Leitsatz (amtlich)
Auch nach Inkrafttreten des Mindestlohngesetzes gibt es keinen über den tarifvertraglichen Vergütungsanspruch hinausgehenden zusätzlichen gesetzlichen Vergütungsanspruch für Bereitschaftszeiten im Rettungsdienst. Die tarifvertraglichen Vergütungsregelungen im TVöD-V zu Bereitschaftszeiten im Rettungsdienst sind auch nach Inkrafttreten des MiLoG weiterhin gesetzeskonform.
Nachgehend
Tenor
1. Die Klage wird abgewiesen.
2. Der Kläger trägt die Kosten des Rechtsstreits.
3. Der Streitwert wird festgesetzt auf 1.855,95 EUR.
Tatbestand
Die Parteien streiten über Vergütungsansprüche aus dem Mindestlohngesetz.

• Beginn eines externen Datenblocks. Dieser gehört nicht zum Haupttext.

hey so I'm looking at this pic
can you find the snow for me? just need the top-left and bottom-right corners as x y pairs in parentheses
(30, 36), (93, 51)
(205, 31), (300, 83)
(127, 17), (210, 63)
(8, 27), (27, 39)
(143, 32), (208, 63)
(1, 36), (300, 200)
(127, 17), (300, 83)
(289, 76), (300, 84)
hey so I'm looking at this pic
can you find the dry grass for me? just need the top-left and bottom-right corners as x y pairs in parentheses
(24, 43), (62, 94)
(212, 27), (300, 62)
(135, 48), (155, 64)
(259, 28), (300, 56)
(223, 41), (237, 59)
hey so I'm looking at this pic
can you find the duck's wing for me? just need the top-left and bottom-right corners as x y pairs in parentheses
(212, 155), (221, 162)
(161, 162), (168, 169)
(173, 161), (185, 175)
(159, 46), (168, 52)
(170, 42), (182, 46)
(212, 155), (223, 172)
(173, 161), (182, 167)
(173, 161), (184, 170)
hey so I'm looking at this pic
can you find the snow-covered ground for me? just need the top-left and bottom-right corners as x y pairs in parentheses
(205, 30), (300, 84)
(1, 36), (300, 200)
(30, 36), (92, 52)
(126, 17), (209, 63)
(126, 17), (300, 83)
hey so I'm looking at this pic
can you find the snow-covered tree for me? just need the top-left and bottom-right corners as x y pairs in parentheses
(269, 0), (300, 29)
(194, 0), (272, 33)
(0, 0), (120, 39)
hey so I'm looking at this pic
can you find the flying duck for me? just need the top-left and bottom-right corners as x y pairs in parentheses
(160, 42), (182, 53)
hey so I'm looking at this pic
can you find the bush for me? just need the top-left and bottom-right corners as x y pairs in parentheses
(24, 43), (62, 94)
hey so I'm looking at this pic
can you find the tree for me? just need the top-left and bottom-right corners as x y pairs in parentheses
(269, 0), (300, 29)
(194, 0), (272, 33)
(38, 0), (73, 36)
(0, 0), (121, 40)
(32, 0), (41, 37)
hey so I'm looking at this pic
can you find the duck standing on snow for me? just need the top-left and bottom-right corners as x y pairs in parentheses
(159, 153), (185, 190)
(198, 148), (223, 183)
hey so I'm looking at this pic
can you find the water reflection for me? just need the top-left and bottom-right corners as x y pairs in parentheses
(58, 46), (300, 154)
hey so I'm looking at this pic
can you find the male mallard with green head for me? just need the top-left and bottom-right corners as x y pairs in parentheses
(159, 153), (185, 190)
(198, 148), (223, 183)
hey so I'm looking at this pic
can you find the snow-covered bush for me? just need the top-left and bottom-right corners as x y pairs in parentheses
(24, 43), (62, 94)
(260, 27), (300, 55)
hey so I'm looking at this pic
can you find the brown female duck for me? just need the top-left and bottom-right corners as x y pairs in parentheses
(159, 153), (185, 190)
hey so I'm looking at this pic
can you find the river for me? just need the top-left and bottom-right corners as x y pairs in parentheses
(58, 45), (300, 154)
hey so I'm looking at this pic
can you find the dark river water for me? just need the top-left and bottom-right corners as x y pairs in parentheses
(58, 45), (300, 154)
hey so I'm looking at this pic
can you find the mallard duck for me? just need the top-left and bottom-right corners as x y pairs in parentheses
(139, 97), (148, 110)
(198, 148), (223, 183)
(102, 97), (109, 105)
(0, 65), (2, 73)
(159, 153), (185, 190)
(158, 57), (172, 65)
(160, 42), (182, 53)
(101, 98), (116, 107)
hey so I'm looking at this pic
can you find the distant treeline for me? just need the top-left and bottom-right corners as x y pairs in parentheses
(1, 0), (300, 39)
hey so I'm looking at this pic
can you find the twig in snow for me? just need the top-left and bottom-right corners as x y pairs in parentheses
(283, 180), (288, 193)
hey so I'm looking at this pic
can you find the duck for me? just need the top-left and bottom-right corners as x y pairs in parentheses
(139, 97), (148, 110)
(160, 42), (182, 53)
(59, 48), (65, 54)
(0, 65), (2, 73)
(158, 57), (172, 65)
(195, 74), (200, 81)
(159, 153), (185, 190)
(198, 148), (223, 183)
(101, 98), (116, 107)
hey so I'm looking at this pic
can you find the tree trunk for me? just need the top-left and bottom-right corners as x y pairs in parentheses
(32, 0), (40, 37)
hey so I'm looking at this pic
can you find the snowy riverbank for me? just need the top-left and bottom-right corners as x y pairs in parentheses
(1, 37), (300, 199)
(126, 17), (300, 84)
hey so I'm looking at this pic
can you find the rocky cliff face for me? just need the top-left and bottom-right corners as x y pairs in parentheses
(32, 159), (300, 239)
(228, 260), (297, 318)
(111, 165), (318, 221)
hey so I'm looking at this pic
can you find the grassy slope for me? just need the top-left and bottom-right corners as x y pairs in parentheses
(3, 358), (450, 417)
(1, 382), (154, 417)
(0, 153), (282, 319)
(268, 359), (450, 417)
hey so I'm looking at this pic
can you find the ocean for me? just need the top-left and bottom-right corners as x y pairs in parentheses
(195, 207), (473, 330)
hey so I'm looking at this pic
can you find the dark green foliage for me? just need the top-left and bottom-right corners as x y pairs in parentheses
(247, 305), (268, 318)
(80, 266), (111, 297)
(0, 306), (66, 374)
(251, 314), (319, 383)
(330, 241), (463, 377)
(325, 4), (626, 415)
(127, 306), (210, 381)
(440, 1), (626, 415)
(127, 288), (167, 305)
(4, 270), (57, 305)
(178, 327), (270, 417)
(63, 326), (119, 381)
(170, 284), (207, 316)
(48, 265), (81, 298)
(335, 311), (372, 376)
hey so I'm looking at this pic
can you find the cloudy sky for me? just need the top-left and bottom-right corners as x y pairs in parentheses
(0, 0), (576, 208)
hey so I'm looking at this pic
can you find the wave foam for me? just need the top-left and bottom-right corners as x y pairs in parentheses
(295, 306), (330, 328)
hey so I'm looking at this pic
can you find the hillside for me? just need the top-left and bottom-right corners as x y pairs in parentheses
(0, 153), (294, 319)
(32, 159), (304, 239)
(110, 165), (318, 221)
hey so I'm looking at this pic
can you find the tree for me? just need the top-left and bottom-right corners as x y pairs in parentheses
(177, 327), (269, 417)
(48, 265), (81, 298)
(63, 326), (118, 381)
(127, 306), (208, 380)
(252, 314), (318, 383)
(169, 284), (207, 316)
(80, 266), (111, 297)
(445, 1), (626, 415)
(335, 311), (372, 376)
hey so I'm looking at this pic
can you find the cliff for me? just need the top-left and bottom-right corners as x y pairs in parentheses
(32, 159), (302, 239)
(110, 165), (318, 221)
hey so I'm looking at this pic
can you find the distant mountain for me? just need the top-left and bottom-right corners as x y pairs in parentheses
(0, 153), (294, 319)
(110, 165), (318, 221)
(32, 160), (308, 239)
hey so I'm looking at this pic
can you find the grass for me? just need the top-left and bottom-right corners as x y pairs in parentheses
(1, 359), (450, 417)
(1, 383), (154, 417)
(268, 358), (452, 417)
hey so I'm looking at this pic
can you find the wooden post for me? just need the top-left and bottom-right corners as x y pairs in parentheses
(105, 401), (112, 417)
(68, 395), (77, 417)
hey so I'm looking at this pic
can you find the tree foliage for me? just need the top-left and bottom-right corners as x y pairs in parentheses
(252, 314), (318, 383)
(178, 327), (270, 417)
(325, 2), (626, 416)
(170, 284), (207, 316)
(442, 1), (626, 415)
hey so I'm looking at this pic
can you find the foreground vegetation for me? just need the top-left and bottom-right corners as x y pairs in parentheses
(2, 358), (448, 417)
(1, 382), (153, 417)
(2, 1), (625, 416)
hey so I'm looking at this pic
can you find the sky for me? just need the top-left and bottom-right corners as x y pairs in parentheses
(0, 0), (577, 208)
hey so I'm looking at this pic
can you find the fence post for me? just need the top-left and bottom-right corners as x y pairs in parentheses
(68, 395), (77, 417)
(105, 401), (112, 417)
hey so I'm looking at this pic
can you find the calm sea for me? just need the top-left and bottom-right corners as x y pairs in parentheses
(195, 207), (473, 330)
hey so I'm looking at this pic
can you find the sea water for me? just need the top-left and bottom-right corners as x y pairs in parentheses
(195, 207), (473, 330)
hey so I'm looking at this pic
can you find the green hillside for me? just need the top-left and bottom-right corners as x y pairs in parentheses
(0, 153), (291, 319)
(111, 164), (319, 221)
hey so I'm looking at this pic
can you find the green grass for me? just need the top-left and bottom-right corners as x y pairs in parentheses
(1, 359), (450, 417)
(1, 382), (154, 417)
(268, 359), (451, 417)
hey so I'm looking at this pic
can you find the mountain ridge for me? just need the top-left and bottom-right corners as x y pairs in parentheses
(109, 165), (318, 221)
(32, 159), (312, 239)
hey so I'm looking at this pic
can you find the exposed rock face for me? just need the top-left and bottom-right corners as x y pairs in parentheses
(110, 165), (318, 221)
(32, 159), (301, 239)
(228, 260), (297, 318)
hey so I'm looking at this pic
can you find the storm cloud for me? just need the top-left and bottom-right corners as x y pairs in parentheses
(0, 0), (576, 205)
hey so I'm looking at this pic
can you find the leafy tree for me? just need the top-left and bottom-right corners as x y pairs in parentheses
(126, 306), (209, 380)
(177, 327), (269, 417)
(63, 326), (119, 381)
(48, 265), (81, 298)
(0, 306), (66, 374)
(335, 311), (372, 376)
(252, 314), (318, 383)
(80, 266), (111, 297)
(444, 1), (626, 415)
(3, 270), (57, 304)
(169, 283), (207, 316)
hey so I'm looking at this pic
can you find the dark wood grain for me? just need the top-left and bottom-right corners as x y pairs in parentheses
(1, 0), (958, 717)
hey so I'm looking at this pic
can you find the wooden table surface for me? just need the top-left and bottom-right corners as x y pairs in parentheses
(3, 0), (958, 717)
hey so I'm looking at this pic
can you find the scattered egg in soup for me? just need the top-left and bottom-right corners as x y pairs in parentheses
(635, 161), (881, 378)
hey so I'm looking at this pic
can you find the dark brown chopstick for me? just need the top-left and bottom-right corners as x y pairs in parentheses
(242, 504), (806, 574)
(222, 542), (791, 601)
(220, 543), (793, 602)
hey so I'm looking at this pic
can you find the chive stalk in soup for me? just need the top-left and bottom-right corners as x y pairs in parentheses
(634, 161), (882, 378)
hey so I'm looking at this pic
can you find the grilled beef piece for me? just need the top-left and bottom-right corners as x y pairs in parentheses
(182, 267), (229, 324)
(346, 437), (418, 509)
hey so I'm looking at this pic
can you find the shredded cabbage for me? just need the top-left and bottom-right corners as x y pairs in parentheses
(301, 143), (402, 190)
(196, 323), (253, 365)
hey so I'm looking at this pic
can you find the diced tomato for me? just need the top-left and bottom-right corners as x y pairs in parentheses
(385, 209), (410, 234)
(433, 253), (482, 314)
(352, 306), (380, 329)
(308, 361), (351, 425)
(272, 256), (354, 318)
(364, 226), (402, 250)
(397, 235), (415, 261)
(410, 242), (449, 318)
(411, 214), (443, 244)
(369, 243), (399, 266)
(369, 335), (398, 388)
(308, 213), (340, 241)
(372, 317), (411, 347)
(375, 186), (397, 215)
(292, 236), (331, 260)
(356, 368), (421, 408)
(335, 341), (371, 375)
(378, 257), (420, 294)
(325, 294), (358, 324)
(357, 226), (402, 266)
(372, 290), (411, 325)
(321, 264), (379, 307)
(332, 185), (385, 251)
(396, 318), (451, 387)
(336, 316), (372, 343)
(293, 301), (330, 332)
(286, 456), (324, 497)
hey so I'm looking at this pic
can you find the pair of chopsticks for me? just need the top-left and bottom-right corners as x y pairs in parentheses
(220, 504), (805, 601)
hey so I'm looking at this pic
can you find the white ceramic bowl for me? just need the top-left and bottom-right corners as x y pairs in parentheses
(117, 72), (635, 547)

Die Beklagte betreibt den S. im L. I. Der am 04.11.1978 geborene Kläger ist seit ca. 2001 bei der Beklagten bzw. diversen Rechtsvorgängern als Mitarbeiter im Rettungsdienst im Arbeitsverhältnis beschäftigt. Auf das Arbeitsverhältnis finden die tarifvertraglichen Regelungen des TVöD-V Anwendung. Der Kläger erhält ein Grundgehalt der Entgeltgruppe 5 Stufe 6 in Höhe von 2.680,31 EUR, zuzüglich Zulagen. Die tarifliche Wochenarbeitszeit gemäß TVöD beträgt grundsätzlich 39 Wochenstunden. Hinsichtlich Tätigkeiten im Rettungsdienst enthält der Abschnitt B des Anhangs zu § 9 TVöD-V jedoch folgende Sonderregelung:
„B. Bereitschaftszeiten im Rettungsdienst und in Leitstellen
(1) Für Beschäftigte im Rettungsdienst und in den Leitstellen, in deren Tätigkeit regelmäßig und in nicht unerheblichem Umfang Bereitschaftszeiten fallen, gelten folgende besondere Regelungen zu § 6 Abs. 1 Satz 1 TVöD:
Die Summe aus den faktorisierten Bereitschaftszeiten und der Vollarbeitszeit darf die Arbeitszeit nach § 6 Abs. 1 nicht überschreiten. Die Summe aus Vollarbeits- und Bereitschaftszeiten darf durchschnittlich 48 Stunden wöchentlich nicht überschreiten. Bereitschaftszeiten sind die Zeiten, in denen sich die/der Beschäftigte am Arbeitsplatz oder einer anderen vom Arbeitgeber bestimmten Stelle zur Verfügung halten muss, um im Bedarfsfall die Arbeit selbstständig, ggf. auch auf Anordnung, aufzunehmen und in denen die Zeiten ohne Arbeitsleistung überwiegen. Bereitschaftszeiten werden zur Hälfte als tarifliche Arbeitszeit gewertet (faktorisiert). Bereitschaftszeiten werden innerhalb von Beginn und Ende der regelmäßigen täglichen Arbeitszeit nicht gesondert ausgewiesen.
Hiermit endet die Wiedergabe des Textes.